A successful run writes:

  • runs/<iteration>/<candidate>/score.json

  • runs/<iteration>/<candidate>/traces/<task_id>/gate_output.json

  • runs/<iteration>/<candidate>/traces/<task_id>/impacted_elements.json

  • runs/<iteration>/<candidate>/traces/<task_id>/score.json

  • runs/evolution_summary.jsonl

If cheap validation fails, structured failure entries can also be appended to score_harness/validation_failures.jsonl so later iterations can avoid repeating the same mistakes.

Manual and agent-assisted changes#

The harness is not limited to agent-generated changes.
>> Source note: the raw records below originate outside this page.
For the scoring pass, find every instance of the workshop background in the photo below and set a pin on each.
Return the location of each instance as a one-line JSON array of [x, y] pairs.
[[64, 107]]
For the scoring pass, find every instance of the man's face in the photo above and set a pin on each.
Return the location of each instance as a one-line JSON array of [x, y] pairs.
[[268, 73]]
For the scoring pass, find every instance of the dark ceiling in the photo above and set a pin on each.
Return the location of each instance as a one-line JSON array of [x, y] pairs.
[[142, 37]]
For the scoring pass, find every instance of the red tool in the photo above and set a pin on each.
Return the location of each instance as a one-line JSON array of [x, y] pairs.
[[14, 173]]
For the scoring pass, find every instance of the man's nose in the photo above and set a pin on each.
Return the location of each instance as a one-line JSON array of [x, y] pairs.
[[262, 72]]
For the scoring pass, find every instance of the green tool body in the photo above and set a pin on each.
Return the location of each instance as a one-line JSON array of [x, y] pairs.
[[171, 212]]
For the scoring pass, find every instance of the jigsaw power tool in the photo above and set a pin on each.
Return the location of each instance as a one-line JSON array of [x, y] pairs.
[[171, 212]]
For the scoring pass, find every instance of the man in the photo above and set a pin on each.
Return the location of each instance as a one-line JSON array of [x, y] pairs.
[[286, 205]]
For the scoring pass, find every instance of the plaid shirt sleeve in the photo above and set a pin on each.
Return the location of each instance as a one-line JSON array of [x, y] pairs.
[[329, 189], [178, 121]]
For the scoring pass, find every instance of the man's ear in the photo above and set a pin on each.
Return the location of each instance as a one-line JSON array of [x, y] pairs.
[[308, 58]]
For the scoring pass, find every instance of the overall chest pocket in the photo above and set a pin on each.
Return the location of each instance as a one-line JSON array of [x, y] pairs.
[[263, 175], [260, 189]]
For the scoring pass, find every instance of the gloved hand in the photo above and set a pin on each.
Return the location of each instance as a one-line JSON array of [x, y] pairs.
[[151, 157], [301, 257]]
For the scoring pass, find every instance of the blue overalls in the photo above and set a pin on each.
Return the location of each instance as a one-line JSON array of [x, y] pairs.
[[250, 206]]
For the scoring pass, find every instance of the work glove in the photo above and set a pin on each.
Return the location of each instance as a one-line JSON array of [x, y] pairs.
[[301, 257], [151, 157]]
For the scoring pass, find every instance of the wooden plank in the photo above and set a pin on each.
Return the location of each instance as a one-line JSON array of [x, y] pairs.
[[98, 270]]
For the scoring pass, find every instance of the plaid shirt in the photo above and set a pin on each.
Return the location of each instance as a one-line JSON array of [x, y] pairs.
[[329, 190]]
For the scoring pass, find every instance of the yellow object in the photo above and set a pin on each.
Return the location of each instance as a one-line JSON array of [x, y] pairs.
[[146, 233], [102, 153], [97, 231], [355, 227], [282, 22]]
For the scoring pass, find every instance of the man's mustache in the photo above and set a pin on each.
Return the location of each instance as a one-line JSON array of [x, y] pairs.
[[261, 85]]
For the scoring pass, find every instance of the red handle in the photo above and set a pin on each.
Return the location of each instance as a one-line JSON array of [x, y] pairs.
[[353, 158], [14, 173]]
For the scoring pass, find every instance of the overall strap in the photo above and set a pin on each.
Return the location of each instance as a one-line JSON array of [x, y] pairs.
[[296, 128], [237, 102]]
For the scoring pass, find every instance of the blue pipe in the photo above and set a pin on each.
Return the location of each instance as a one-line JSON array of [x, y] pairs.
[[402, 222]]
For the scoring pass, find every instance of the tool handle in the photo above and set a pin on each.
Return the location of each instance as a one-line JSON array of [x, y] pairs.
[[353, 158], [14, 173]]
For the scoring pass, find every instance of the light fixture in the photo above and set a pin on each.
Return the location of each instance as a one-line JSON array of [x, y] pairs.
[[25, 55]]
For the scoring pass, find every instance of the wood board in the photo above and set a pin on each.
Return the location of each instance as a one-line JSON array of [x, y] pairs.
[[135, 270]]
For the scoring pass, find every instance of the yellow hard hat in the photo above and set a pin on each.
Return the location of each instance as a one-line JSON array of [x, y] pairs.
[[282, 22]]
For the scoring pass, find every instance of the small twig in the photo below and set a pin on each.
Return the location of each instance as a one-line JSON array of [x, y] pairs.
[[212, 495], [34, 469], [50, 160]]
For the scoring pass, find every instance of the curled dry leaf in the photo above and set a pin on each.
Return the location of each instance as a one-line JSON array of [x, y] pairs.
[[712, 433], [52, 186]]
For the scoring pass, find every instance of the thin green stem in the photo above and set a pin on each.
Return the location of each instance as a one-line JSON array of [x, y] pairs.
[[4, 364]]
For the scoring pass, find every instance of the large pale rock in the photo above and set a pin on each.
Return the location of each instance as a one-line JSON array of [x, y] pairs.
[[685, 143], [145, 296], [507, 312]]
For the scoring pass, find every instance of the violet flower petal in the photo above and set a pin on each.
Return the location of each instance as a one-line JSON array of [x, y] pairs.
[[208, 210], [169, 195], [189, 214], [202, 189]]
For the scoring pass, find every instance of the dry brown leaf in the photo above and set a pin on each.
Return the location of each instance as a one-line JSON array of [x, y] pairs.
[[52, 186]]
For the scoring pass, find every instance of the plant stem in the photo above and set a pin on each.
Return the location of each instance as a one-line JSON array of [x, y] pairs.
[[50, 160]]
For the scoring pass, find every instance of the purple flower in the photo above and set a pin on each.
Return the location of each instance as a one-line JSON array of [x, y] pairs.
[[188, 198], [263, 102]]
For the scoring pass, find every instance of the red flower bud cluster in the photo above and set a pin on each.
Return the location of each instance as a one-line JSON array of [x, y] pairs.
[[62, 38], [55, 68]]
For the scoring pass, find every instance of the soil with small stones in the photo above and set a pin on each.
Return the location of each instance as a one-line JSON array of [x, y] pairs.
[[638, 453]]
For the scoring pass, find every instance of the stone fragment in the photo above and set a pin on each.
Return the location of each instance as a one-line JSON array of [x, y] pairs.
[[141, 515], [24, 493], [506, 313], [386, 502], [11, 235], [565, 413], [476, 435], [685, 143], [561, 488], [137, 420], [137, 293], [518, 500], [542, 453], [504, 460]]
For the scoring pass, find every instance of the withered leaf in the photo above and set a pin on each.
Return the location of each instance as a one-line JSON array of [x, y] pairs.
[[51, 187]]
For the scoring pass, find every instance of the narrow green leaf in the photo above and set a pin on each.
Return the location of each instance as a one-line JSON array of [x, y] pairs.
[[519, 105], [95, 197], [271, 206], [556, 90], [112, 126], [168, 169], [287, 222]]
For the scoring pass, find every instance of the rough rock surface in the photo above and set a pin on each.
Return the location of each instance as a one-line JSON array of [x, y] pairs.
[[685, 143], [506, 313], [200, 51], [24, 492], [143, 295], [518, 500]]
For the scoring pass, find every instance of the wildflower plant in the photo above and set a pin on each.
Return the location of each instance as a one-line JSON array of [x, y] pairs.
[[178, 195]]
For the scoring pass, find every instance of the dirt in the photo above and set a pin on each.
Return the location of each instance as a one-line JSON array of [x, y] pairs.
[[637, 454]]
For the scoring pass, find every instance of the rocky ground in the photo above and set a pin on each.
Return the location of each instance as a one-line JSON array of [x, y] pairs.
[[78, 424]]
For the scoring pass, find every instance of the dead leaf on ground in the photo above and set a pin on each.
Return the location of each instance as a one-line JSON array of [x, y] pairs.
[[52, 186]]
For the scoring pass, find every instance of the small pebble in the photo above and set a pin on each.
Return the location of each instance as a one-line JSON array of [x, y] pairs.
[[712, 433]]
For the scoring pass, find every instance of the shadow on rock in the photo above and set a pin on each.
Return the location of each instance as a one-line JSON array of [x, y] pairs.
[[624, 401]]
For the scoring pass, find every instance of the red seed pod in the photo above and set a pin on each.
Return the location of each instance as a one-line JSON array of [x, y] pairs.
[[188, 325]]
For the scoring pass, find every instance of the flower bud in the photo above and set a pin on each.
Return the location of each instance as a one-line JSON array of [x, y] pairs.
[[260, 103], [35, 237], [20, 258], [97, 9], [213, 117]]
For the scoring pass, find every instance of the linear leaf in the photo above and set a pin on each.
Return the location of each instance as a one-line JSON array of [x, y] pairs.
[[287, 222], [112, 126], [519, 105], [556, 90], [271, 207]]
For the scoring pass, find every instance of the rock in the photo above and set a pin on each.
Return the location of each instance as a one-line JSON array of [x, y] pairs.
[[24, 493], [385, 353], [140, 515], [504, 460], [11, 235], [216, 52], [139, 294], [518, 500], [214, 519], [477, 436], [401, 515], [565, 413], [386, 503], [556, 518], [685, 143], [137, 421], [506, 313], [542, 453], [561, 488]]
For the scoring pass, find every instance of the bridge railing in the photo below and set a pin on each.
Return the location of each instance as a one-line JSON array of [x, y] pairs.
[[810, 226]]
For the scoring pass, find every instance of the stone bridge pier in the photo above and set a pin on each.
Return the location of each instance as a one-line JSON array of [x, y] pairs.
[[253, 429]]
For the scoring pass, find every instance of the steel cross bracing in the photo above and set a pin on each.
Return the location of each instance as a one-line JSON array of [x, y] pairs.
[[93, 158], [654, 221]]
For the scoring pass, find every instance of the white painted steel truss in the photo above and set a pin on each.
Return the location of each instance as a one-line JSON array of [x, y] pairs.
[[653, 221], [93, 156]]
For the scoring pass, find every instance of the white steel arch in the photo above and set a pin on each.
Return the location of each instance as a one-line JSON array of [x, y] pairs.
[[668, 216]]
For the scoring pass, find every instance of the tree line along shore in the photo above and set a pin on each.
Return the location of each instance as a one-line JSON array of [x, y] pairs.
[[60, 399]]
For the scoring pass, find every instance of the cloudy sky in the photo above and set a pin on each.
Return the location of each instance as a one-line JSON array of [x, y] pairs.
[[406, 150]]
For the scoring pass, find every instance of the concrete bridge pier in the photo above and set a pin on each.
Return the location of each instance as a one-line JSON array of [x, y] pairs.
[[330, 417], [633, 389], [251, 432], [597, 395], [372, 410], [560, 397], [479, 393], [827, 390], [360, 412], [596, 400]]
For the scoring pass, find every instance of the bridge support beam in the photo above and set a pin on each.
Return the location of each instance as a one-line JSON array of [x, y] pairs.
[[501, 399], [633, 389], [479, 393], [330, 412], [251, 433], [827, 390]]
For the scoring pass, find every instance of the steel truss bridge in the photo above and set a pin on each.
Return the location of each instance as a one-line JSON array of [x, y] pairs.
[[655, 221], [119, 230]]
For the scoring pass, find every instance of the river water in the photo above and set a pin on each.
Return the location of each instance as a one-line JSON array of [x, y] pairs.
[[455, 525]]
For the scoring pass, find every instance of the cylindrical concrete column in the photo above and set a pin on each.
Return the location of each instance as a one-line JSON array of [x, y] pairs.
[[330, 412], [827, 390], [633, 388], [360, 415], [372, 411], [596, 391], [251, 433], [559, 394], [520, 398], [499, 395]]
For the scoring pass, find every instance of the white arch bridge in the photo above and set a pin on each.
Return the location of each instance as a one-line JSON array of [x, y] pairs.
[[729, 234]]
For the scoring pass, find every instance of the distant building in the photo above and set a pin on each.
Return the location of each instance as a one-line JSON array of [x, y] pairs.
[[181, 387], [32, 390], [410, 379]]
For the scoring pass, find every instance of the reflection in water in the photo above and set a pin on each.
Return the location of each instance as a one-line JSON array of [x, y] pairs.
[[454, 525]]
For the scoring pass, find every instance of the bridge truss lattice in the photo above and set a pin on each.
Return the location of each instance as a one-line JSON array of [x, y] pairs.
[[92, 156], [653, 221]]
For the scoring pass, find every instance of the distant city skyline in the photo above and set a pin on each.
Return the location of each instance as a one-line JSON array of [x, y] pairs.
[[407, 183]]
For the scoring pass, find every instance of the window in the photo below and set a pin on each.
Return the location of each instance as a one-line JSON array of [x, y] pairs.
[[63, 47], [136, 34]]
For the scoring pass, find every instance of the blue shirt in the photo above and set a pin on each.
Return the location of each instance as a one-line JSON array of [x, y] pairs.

The important split is not human versus agent, but deterministic versus optional.

  • Lane A applies equally to manual changes and agent-assisted changes.

  • Lane B is the optional agentic workflow for proposing and improving harness candidates.

  • Merge eligibility remains tied to deterministic checks, not to the proposer.

Current CI status#

The harness is already covered indirectly by repository CI:

  • linting covers harness files through repository-wide pre-commit execution

  • Bazel test execution includes harness tests through bazel test //...

What is not yet present is a dedicated harness workflow job that runs the outer loop itself as a named CI check and uploads harness run artifacts.

That dedicated CI integration remains planned work.